Visioni

Adriana Lecouvreur, un’anima fassbinderiana nel debutto alla regia di Gianluca Falaschi

Adriana Lecouvreur, un’anima fassbinderiana nel debutto alla regia di Gianluca Falaschi«Adriana Lecouvreur» a Mainz (foto di Andrea J. Etter)

A teatro Al teatro nazionale di Mainz l'opera di Francesco Cilea dal libretto di Arturo Colautti (1902)

Pubblicato circa 3 anni faEdizione del 29 settembre 2021

«Tutti uscite e ogni soglia sia chiusa all’audace…». Appena Adriana Lecouvreur inizia il monologo dal Bajazet di Racine si accendono i riflettori e la macchina da presa comincia a girare, indugiando sul volto della protagonista. La regia di Gianluca Falaschi ricostruisce al Teatro di Mainz la vicenda di Adriana Lecouvreur nella Hollywood del ventennio fra le due guerre, intrecciando la riflessione sul mondo del palcoscenico, sul divismo, sull’effimero splendore delle luci della ribalta che ancora oggi sono forse uno dei portati più fascinosi dell’opera di Francesco Cilea e del libretto di Arturo Colautti (Adriana Lecouvreur, 1902).

SENZA DETERMINARE un’ambientazione precisa lo sguardo si allarga e gioca con citazioni da Brodaway al cabaret tedesco, da Fassbinder a Marlene Dietrich, dal carnevale di Mainz a Sunset Boulevard. È il teatro di Mainz, vivace centro culturale noto per la qualità della sua compagnia di Tanz Theater, a ospitare il debutto nella regia lirica di uno dei migliori costumisti di oggi: Falaschi, romano, già premio Abbiati per i costumi del rossiniano Ciro in Babilonia a Pesaro, più volte impegnato nelle inaugurazioni scaligere, a Mainz ha lavorato spesso come costumista in progetti di rilievo, da Armide di C.W. Gluck a Perelà di Pascal Dusapin per la regia di Lydia Steyer.

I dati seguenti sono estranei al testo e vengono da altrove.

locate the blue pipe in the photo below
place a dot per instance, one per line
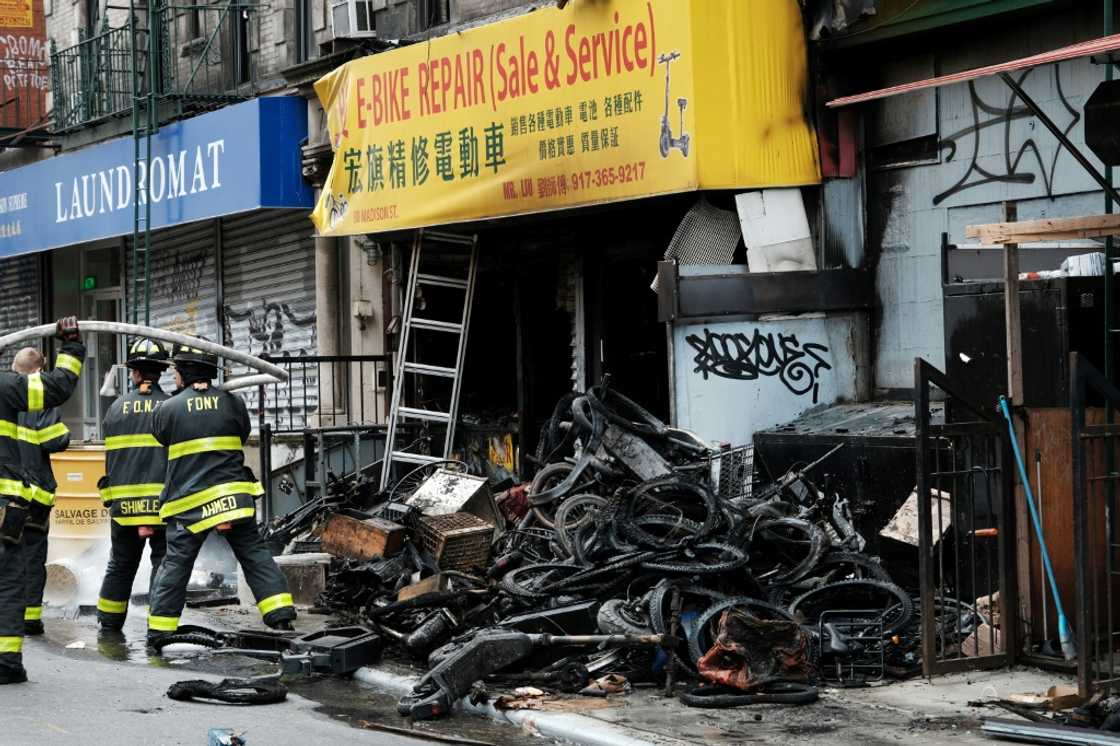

Il 12 settembre ha portato sulla scena Adriana Lecouvreur sempre curando l’intero allestimento, mentre il disegno delle luci è di Ulrich Schneider e l’essenziale contributo al make up di Guido Paefgen. Le vicende di Adriana, l’amore per Maurizio, l’adorazione vana dell’amico Minchonnet e la fatale contesa per gelosia con la principessa di Bouillon vengono spostate dal Settecento ricreato in pastiche da Cilea agli anni ‘30 spogliati però da ogni nostalgia di italico strapaese, con l’effetto di integrare maggiormente l’opera in una prospettiva di gusto europeo. Le luci e i lustrini, i costumi eccessivi del ballo del terzo atto trasformato in una grottesca sfilata carnevalesca, restituiscono un mondo effimero dietro il quale si nascondono sacrificio e solitudine, abusi, desideri, invidie, miserie, speranze deluse.

SU TUTTO ALEGGIA la consapevolezza di Adriana, che assiste al tramonto della sua stella, il cui dissolversi sembra ferirla in prospettiva più dell’amore contrastato per Maurizio. Esaltante nell’incarnazione del ruolo il soprano Nadja Stephanoff, che tratteggia una diva dal carattere ora volitivo ora fragilissimo, una diva al tramonto che non rinuncia per un istante alle sue prerogative. Il canto sensibile mette al servizio dell’espressività e della parola perfino le occasionali imperfezioni vocali, senza mancare alcuno degli appuntamenti cruciali della sua parte. Il tenore Vincenzo Costanzo è un Maurizio sfacciato e italianissimo, tenore fino al midollo, che del suo personaggio coglie il narcisismo e il cinismo di un uomo abituato a usare le donne per il suo successo.

Pronta al confronto senza esclusione di colpi la principessa agguerrita di Sanja Anastasia, mentre il Minchonnet di Michael Dahmen e il principe sessuomane di Stephan Bootz sembrano appartenere per impostazione vocale e caratterizzazione più al mondo della ribalta che alla vita reale di Adriana. Sul podio Daniel Montané governava la narrazione con gesto sicuro, cercando di privilegiare sfumature e leggerezza, esaltando nelle scene di Adriana ma evitando sempre eccessivi empiti veristici.